Esperó, pero Salomón se había quedado petrificado ante ella. Al cabo, con cierta vacilación al principio pero cada vez más resuelta, Simún echó a caminar para salir de la sala. Primero anduvo marcha atrás, posando con cuidado un pie y después el otro. Como él seguía sin moverse, dio media vuelta con la cabeza bien erguida sobre los hombros. Casi tropezó con la puerta, que abrió a tientas con los dedos. Al llegar al largo pasillo, echó a correr.

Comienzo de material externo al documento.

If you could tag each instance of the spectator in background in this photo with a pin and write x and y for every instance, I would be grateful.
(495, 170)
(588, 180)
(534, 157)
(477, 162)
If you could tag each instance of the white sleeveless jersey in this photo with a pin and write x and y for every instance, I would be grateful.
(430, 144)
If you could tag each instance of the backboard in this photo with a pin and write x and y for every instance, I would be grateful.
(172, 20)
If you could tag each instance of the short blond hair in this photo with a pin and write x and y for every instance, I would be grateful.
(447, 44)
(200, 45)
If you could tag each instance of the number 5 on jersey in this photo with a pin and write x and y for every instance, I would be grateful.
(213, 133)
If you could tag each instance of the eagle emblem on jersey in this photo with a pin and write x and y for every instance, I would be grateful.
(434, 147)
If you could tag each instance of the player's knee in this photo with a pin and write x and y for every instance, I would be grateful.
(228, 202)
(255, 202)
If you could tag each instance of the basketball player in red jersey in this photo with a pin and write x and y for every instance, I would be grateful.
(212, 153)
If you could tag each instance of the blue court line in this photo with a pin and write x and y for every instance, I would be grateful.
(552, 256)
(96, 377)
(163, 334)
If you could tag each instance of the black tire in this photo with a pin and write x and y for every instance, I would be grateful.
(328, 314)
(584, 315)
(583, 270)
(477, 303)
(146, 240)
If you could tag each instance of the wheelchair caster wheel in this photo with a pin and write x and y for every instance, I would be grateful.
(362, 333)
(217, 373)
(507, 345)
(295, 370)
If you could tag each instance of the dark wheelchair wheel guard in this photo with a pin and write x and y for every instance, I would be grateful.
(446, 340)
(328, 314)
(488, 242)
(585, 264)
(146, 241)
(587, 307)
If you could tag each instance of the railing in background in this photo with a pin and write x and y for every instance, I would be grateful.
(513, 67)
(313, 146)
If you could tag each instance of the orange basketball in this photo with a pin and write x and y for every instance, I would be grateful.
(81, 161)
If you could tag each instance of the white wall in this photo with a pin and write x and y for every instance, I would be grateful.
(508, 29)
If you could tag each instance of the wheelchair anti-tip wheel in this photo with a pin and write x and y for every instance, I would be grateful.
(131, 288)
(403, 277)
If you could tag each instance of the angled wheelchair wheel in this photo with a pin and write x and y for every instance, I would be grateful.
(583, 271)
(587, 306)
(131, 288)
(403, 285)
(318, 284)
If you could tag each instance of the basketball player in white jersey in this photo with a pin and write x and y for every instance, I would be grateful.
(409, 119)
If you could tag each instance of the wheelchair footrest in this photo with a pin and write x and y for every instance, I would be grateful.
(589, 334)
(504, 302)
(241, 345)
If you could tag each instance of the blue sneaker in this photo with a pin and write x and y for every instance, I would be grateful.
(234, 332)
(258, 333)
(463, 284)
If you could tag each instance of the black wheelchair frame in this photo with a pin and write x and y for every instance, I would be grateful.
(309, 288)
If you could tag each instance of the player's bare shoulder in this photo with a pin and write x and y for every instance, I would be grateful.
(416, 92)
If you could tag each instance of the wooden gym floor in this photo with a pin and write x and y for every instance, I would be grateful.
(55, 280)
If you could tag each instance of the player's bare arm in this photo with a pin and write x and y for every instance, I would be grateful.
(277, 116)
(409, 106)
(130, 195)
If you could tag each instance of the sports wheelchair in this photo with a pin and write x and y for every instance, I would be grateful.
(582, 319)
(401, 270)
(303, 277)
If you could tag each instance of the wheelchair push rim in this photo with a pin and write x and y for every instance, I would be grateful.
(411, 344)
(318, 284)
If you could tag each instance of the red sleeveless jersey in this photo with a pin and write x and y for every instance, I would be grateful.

El dolor del pie no hacía más que enardecerla. Con la melena ondeando y la vestimenta agitándose tras ella, Simún salió del palacio a la carrera, recorrió las calles de Jerusalén y salió por las puertas de la ciudad, que ya cruzaban los últimos campesinos. El cielo estaba teñido por el rojo del crepúsculo como una piel de leopardo, los bosques se alzaban oscuros en el horizonte, y en el turquesa del cielo oriental destellaban ya las estrellas.
«La séptima noche -pensó Simún con dicha, y siguió corriendo-. Y soy libre. Esta será la primera noche de mi nueva vida.»